La loro valutazione dei maggiori studi sul tema della salute nei pugili negli ultimi 10 anni ha prodotto i seguenti risultati: la conseguenza più rilevante è il knock-out (o K.O.), che è conforme alle regole dello sport e che, in termini neuropsichiatrici, corrisponde alla concussione cerebrale. Inoltre, i pugili sono a rischio sostanziale di contrarre delle lesioni gravi alla testa, cuore e allo scheletro, come conseguenze subacute rilevate in seguito ad alcuni sintomi persistenti accusati dopo i combattimenti come mal di testa, problemi di udito, nausea, andatura instabile e perdita di memoria. I deficit cognitivi dopo un trauma craniocerebrale sono misurabili se i sintomi persistono più a lungo nella percezione soggettiva dell’individuo.

Alcuni, circa il 10-20% dei pugili, sviluppava un persistente deficit neuropsichiatrico.
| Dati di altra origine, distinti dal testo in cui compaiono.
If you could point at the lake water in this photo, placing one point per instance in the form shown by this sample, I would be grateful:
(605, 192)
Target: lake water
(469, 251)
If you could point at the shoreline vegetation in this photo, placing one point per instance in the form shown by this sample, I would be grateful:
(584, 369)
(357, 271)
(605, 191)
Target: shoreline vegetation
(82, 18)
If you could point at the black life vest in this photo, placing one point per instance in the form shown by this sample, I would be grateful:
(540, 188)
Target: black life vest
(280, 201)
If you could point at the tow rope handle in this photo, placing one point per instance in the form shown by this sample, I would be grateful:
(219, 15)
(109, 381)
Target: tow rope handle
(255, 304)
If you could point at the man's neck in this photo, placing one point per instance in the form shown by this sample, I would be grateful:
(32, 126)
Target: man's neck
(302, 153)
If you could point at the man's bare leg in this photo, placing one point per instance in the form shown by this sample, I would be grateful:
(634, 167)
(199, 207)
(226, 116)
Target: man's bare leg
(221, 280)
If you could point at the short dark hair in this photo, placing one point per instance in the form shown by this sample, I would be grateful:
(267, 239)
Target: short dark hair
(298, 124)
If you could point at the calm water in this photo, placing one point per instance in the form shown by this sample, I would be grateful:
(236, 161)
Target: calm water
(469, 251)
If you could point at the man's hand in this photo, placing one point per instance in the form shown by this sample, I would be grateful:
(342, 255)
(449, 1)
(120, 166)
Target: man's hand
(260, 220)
Il trauma cerebrale ripetuto in una lunga carriera da pugile può portare alla demenza del pugile (riconosciuta come una vera e propria condizione come demenza pugilistica), che è neurobiologicamente simile al morbo di Alzheimer.

Per quanto riguarda i rischi per la salute, una netta differenza esiste tra i professionisti e i dilettanti della boxe. I pugili dilettanti sono esaminati regolarmente ogni anno e prima degli incontri di pugilato, mentre i professionisti si sottopongono ai loro incontri senza tali misure di protezione. In considerazione del rischio che le lesioni possono derivare in caso di alterazione delle prestazioni cerebrali, a breve o lungo termine, sarebbe opportuno prendere alcune misure precauzionali anche in ambito professionale, concludono i ricercatori.